Thiazolidinediones are a powerful and clinically important new class of oral
antidiabetic agents that act by improving
insulin sensitivity.
Troglitazone is the prototype
drug in this class but was withdrawn from the market in March 2000 due to its association with idiosyncratic hepatotoxicity. Currently two
thiazolidinediones,
rosiglitazone and
pioglitazone, are U.S. Food and Drug Administration (FDA) approved for treatment of
type 2 diabetes. These agents bind to and activate peroxisome proliferator-activator receptor gamma (
PPAR-gamma) and work by altering the expression of genes involved in
glucose uptake,
glucose disposal, and lipid metabolism. The drugs differ in receptor binding and potency due to differences in their side chain moieties. These agents are rapidly absorbed from the gastrointestinal tract and are metabolized mainly in the liver.
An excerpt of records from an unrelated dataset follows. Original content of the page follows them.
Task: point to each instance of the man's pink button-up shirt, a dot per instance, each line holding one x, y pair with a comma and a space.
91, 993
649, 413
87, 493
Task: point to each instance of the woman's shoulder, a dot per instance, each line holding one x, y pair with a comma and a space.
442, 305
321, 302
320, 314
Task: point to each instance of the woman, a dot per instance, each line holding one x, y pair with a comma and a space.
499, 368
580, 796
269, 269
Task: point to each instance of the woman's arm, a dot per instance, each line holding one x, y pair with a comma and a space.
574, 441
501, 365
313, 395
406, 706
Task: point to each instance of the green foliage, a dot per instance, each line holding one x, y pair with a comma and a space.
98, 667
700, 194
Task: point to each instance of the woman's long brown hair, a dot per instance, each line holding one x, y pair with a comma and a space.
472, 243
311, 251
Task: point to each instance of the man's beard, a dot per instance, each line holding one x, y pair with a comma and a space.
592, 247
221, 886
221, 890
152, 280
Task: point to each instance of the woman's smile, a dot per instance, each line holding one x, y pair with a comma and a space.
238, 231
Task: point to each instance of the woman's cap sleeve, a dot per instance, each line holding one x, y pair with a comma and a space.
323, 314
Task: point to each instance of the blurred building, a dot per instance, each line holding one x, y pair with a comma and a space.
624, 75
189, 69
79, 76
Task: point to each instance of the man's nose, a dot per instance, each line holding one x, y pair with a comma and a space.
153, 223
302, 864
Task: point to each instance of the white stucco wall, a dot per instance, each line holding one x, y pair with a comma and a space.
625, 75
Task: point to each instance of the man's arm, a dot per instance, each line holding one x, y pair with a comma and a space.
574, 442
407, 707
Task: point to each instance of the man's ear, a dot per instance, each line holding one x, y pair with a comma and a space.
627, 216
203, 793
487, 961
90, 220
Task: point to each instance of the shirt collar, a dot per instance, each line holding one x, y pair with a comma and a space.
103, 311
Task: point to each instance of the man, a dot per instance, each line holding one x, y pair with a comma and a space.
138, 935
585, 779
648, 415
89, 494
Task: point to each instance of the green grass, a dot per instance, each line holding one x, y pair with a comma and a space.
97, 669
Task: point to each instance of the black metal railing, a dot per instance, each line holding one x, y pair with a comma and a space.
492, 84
Rosiglitazone is FDA approved for monotherapy and for use in combination
therapy with
metformin or sulfonylureas.
Pioglitazone is FDA approved for monotherapy as well as for use in combination
therapy with
metformin,
insulin, or sulfonylureas. These drugs may also cause significant changes in plasma
lipid concentrations, and improved
insulin sensitivity may improve ovulatory function and fertility in women with
polycystic ovary syndrome. The most serious side effect of the
thiazolidinediones is hepatotoxicity. Although
rosiglitazone and
pioglitazone were not associated with hepatotoxicity in premarketing clinical trials, there were two recent case reports of idiosyncratic hepatotoxicity in patients treated with
rosiglitazone. In addition, these agents may be associated with
edema and some hematological changes. The purpose of this review is to provide an overview of the two currently approved
thiazolidinediones and to suggest an approach for their safe and rational use.